Most days are good ones without any hallucinations or voices. And I go about my business like any other person. My meds keep me regular and mostly up beat.

          I’m writing about this to either explain or share what it’s like being bipolar and having depression most of the time. It’s not happy. A lot of times I focus on life without me, but then I get drawn back into the world by loved ones. I need focus and distractions that are pleasant that attract my attention. Just now, my boyfriend is spewing nonsense rhymes and making me smile. It doesn’t matter that it makes no sense; it just helps to know I’m loved and cared for. This helps me to carrying on without the gloom and dooms a lot of people with my affliction deal with. I could be in bed, sleeping or not, not caring about what goes on around me and get up only to go to the bathroom or maybe eat. I wouldn’t talk with anyone and I wouldn’t socialize. My instinct is to hide away from the world and not come out. Instead I portray an interested person who wants to be part of the world and care about others and do things that are interesting and fun.  I like to do stuff that stimulates the mind and senses.

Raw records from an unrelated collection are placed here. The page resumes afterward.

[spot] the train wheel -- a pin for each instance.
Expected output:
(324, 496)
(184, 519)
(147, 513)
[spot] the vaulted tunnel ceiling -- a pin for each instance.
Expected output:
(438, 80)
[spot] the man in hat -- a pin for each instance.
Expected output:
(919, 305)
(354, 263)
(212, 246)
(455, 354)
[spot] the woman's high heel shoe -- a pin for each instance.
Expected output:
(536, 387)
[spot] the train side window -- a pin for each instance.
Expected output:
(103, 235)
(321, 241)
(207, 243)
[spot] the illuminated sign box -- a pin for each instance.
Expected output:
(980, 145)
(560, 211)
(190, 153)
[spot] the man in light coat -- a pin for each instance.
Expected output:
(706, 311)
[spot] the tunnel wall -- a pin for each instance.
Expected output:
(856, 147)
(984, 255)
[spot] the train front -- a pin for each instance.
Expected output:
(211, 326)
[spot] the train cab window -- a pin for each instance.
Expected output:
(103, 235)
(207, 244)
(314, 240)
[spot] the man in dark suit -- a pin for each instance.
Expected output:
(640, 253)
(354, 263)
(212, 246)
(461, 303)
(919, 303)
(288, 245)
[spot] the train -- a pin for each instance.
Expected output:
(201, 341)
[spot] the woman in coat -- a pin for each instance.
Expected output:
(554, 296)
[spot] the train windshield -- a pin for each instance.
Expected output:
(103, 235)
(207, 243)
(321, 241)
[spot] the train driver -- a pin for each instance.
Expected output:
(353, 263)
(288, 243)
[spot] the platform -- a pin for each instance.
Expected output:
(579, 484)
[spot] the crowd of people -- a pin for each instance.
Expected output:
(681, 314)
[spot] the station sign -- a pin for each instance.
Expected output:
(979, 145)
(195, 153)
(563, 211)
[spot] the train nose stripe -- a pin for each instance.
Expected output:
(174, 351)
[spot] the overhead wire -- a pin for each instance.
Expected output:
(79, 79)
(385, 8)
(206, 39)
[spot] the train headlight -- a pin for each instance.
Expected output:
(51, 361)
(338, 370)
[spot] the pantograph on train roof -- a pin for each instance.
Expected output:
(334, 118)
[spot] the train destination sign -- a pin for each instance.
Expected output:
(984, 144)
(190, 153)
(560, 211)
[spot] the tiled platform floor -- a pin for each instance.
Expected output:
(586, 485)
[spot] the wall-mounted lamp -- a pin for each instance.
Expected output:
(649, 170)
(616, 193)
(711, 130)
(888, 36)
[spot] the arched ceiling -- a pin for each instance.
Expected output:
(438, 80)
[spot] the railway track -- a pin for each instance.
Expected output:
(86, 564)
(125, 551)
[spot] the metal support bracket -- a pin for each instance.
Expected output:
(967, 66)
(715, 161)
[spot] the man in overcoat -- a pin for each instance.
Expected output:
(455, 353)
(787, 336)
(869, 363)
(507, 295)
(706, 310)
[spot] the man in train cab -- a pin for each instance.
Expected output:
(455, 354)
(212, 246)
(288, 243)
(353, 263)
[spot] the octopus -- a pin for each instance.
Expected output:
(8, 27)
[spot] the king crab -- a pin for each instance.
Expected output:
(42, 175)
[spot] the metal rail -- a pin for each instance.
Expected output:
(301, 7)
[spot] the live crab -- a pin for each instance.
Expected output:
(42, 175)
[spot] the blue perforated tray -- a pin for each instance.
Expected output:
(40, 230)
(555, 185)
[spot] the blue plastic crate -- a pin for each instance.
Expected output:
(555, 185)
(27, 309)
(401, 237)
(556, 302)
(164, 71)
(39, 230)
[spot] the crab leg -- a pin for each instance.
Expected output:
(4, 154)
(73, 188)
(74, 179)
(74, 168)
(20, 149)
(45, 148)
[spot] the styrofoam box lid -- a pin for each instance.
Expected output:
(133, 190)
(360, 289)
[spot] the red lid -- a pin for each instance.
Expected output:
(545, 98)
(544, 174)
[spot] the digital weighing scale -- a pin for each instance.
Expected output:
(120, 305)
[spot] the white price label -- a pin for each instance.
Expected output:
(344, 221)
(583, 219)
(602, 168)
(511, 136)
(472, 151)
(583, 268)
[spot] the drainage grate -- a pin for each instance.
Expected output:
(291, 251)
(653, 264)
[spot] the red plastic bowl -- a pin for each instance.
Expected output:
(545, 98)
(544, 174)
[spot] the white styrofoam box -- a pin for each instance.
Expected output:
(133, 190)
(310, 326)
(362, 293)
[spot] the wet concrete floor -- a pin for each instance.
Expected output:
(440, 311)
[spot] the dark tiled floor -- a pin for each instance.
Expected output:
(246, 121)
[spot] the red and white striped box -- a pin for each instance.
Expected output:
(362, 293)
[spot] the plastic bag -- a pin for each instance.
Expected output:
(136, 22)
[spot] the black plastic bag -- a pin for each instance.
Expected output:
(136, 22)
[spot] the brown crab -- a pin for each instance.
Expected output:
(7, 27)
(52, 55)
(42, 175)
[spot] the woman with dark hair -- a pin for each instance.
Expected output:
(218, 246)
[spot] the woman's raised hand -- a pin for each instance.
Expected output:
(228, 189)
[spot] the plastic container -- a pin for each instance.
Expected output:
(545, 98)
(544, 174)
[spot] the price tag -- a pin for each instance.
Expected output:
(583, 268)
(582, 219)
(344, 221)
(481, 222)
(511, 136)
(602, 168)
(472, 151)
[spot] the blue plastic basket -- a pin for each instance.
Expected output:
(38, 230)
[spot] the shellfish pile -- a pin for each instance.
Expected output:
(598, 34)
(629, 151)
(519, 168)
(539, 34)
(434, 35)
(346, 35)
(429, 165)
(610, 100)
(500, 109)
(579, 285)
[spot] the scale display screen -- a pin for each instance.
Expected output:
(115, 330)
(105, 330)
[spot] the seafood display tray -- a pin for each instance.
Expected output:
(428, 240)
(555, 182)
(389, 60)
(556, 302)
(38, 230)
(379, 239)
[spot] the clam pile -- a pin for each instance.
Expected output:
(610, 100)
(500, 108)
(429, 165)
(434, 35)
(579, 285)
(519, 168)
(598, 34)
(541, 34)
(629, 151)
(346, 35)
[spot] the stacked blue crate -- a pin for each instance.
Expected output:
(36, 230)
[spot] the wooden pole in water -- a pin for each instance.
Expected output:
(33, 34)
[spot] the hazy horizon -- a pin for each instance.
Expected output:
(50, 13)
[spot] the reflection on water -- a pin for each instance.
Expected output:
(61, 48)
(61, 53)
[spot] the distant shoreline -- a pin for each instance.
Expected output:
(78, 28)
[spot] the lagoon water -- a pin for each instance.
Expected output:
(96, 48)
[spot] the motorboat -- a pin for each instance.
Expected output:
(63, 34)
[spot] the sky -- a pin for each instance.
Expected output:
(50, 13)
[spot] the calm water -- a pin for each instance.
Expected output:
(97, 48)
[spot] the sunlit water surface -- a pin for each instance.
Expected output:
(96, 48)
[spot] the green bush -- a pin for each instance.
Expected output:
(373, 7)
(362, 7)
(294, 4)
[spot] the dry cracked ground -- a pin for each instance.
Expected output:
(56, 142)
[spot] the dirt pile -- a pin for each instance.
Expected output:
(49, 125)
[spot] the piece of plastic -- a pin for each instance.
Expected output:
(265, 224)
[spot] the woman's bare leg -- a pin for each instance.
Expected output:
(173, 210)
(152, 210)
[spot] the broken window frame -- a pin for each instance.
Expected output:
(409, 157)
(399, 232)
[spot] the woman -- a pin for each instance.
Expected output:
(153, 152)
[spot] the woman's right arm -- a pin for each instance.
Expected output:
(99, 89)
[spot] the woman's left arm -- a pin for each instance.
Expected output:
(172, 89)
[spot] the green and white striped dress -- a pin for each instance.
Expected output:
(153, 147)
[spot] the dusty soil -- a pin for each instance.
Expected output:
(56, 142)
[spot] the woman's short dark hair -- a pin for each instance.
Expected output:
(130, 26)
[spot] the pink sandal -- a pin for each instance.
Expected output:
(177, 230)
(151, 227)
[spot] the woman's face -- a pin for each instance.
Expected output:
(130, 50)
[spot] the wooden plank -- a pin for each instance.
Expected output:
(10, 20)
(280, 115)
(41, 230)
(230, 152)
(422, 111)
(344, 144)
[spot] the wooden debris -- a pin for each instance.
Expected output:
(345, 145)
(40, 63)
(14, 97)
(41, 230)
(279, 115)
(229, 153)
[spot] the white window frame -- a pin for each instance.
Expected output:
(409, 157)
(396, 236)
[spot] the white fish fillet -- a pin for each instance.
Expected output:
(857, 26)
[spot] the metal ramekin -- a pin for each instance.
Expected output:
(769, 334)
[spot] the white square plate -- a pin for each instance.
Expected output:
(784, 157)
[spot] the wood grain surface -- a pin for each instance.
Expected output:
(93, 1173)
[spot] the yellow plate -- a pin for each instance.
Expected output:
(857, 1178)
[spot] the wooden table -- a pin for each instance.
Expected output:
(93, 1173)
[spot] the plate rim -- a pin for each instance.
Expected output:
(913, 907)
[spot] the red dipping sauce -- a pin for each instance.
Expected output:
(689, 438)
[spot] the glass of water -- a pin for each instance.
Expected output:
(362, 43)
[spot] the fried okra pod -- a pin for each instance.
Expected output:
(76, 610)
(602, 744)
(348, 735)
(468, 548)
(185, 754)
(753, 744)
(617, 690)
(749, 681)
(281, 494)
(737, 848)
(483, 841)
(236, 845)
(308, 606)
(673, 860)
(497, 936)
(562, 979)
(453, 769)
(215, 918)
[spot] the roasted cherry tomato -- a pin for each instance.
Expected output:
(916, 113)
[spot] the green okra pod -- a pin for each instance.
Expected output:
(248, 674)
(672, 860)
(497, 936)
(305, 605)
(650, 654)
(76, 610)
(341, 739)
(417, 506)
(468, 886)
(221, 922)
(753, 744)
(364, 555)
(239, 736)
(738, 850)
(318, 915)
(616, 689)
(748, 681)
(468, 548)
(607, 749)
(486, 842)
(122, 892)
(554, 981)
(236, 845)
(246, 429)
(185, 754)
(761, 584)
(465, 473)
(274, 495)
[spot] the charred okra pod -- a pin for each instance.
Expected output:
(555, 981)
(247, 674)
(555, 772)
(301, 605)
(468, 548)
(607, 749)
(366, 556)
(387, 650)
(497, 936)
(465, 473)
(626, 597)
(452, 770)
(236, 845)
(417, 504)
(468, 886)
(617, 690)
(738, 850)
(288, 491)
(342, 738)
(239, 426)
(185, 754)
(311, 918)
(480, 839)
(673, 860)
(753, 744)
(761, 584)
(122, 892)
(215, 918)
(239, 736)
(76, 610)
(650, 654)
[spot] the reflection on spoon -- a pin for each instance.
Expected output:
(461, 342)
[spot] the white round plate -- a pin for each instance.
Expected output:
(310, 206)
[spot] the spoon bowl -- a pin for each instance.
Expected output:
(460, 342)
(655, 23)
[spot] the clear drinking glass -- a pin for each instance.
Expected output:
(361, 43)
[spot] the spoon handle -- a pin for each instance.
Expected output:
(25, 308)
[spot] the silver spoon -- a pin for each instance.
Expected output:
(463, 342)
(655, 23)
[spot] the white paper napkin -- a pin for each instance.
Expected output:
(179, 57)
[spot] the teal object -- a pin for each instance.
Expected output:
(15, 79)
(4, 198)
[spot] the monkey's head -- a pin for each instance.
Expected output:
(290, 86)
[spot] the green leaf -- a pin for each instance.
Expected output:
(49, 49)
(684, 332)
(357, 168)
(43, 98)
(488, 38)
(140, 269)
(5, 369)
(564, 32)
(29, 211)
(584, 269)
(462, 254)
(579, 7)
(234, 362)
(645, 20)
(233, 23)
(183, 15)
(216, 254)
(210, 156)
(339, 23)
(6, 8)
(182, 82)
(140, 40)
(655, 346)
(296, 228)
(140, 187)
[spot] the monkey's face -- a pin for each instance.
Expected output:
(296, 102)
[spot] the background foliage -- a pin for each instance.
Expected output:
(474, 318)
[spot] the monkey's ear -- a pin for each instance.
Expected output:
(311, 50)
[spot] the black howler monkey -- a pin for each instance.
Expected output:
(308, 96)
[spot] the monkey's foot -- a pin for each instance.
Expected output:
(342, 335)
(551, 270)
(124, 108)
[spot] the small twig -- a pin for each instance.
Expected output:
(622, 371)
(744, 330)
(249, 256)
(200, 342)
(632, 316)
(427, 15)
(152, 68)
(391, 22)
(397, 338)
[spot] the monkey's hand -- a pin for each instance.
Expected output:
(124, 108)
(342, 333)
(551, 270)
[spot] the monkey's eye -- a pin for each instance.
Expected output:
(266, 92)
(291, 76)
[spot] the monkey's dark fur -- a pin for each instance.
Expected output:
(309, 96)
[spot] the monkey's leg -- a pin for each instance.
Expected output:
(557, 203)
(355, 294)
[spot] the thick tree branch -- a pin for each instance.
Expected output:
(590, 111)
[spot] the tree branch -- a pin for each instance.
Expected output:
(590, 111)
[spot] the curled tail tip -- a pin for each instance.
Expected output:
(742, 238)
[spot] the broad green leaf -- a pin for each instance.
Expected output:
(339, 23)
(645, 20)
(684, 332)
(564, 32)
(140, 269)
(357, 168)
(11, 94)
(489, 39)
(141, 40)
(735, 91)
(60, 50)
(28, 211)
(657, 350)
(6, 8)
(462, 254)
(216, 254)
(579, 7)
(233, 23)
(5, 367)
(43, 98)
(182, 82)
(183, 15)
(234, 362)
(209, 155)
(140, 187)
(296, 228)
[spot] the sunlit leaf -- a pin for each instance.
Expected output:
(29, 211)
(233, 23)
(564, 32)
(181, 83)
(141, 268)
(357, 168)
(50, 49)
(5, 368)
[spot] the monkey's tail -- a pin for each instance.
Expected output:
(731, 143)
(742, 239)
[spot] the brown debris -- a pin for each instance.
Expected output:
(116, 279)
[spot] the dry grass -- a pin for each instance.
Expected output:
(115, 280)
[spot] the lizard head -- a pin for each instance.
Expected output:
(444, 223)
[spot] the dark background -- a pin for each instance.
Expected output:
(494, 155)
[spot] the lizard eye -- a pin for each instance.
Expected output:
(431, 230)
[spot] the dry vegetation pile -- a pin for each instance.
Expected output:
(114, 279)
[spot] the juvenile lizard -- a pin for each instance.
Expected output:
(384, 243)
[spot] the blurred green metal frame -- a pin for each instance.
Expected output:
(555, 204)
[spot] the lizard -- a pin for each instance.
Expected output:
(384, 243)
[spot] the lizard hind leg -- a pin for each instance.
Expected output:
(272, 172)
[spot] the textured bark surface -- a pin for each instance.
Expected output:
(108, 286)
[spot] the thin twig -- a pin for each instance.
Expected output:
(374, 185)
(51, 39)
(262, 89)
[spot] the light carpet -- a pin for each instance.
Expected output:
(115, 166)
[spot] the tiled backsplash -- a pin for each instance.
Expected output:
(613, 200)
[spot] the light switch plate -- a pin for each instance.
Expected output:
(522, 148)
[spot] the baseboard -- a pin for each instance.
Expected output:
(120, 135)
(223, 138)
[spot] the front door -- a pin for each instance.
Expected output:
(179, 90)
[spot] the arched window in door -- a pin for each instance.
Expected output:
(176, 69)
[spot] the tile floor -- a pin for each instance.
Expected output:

So being bipolar isn’t crippling or shameful.  It’s a burden that has to be carried, yet it can be lightened by being around other people and pushing oneself to do what you want to do. I want to live a happy and fulfilling life just like anyone else would want. So let me sing Eleanor’s song and direct Arianna’s beauty into wonderful stories and titillating masterpieces, because that’s what I want most in this world. It’s to express myself in whatever way that springs forth from my hands or lips and is shared by others. Bipolar disorder isn’t going to cripple me or make me a recluse, because I’m alive and I want to stay that way.